Taman ini, terletak di tempat strategis. Berbentuk lingkaran, berada di tengah jalan utama, bersimpang lima. Ke arah utara adalah jalan pemuda, merupakan jalan yang menjadi pusat pemerintahan kota Semarang. Ke arah Timur adalah jalan Pandanaran yang akan membawa kita menuju Simpang Lima yang menjadi landscape kota Semarang. Ke arah barat, adalah Jln. Soegijopranoto, jalan yang bisa kita lewati bila hendak menuju Bandara, Krapyak atau menuju ke Jakarta. Ke arah Barat Laut ada jalan Imam Bonjol, bila kita terus menyusuri jalan ini akan menuju Stasiun Poncol, stasiun untuk kereta-kereta kelas ekonomi. Sedangkan bagian selatan adalah Jln. Dr. Soetomo. Ke arah inilah bila kita hendak ke RSU Karyadi.
Di seputar Taman Tugu Muda banyak pula gedung-gedung bersejarah. Diantara jalan Imam Bonjol dan Jalan Pemuda ada sebuah bangunan yang kini menjadi kantor pemerintahan Kota Semarang. Pada tahun 90-an, gedung tersebut merupakan kantor Bank BDNI. Tepat di Barat Taman, ada Wisma Perdamaian yang menjadi rumah Dinas Gubernur Jawa Tengah. Di sebelah Timur ada Gedung Lawang Sewu (pintu seribu) karena banyaknya pintu di gedung tersebut. Gedung yang beberapa kali menjadi tempat shooting untuk acara semacam “dunia lain”. Di bagian Barat Daya Taman, ada musem Manggala. Dan di bagian selatan ada Gereja Katedral.
Tugu Muda sendiri merupakan tugu yang dibangun untuk mengenang sejarah heroik yang dikenal dengan peristiwa ” Pertempuran Lima Hari di Semarang” . Pertempuran yang berlangsung pada tanggal 14-19 Oktober 1945 ini dipimpin oleh Gubernur Jawa Tengah untuk melawan batalyon Jepang pimpinan Mayor Kido. Sekitar 2,000 rakyat Semarang gugur dalam pertempuran tersebut. Tugu Muda diresmikan oleh Presiden Soekarno pada tanggal 20 Mei 1953.
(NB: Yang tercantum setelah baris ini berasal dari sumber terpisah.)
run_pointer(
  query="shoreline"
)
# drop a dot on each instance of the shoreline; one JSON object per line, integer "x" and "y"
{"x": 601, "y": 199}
Aku masih ingat, menjelang akhir tahun 1996, ketika gedung Eks APDN mengalami renovasi dan akan diperuntukkan bagi Rumah Dinas Gubernur Jateng, Taman Tugu Muda juga ditata. Pohon-pohon rimbun ditebas sehingga segenap pandang bisa melihat seluruh ruang dalam Taman. Lampu-lampu diperbaiki sehingga Tugu Muda bisa terlihat gagah di malam hari.
Anak jalanan yang mulai marak dan menjadikan tempat tersebut sebagai tempat peristirahatan, sebagai tempat kegiatan mendapatkan uang, dan sebagai tempat untuk bermalam, turut ditata pula dengan riuhnya razia-razia di seputaran Taman Tugu Muda.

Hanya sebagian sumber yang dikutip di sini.